# Fallschirm für Angelerfolg kaufen, nur wo?



## Varitu (17. November 2009)

Hallo,

möchte den Angelerfolg für das Grauen aus der Tiefe solo machen und brauche einen Fallschirm damit ich sanft lande.
Habe in den Tips gelesen man soll den bei den Zwillingskolossen in Feralas kaufen. Aber da finde ich niemanden der etwas verkauft oder einem per Quest gibt.
Wo bekomme ich einen her?

Gruß Varitu


----------



## schnupfen770 (17. November 2009)

Varitu schrieb:


> Hallo,
> 
> möchte den Angelerfolg für das Grauen aus der Tiefe solo machen und brauche einen Fallschirm damit ich sanft lande.
> Habe in den Tips gelesen man soll den bei den Zwillingskolossen in Feralas kaufen. Aber da finde ich niemanden der etwas verkauft oder einem per Quest gibt.
> ...




Hier geguckt?
-> http://wowdata.buffed.de/?n=7772


----------



## Varitu (17. November 2009)

hh, hab den da nicht gefunden. Dann reite ich nochmal hin und suche an der angegeben Stelle nochmal genau. 
Dank dir.  


			Dieser Inhalt steht nur eingeloggten Mitgliedern zur Verfügung.


----------



## Varitu (19. November 2009)

Hallo,

ich war jetzt an der Stelle. Der Verkäufer steht wohl auf dem Berg. Nur wie komme ich da rauf? Habs zigmal probiert. Da gibts keine Möglichkeit raufzugehen/reiten.  
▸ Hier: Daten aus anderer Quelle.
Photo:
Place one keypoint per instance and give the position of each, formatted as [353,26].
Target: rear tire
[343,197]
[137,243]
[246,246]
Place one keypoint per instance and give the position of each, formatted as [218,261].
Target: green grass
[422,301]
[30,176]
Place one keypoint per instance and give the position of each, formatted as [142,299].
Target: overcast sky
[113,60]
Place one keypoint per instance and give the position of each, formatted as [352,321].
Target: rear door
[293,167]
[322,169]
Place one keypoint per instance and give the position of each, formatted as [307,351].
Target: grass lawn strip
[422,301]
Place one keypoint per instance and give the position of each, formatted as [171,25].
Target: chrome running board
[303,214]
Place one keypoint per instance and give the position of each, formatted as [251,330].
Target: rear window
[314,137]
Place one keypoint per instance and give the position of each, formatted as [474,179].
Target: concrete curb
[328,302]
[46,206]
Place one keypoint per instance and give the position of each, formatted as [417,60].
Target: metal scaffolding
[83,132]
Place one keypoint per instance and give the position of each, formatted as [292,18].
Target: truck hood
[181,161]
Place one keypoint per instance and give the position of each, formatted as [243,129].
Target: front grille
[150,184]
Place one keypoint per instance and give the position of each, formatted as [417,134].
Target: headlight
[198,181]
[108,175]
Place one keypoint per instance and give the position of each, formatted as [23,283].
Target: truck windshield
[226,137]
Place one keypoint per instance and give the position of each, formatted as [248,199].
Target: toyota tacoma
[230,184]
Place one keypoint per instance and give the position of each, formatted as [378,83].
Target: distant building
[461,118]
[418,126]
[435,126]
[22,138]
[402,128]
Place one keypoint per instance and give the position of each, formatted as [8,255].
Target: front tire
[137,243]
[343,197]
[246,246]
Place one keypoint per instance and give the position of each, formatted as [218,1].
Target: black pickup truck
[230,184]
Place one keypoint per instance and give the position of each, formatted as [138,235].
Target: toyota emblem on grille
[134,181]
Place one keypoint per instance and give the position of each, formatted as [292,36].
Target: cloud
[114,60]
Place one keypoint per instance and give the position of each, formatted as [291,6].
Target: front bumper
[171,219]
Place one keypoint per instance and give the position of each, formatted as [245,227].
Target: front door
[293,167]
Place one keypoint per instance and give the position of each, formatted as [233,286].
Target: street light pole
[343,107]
			Dieser Inhalt steht nur eingeloggten Mitgliedern zur Verfügung.


----------



## Windelwilli (19. November 2009)

Wird man da nicht im Laufe irgendeiner Quest raufgeportet?
Fragt mich jetzt nicht welche Quest...ist schon eeeeewig her.


----------



## Woodspirit (19. November 2009)

Nein, keine Quest. Unten steht ein Elf, den Du ansprechen mußt, und der portet Dich dann hoch. ALLERDINGS brauchst Du den Fallschirm, um wieder runter zukommen. Und danach isser weg..ich weiß nicht, ob Du aber vielleicht mehrere kaufen kannst.


----------



## Varitu (19. November 2009)

Hallo,

also wenn ich mich recht entsinne möchte ich zweimal da rauf.
Zu meinen wie du sagst von oben runterspringen, müßte ERfolg geben (65Meter Fall?! )
Beim zweiten Mal nehm ich den Ruhestein und hetze fix in SSC um dort zu springen. 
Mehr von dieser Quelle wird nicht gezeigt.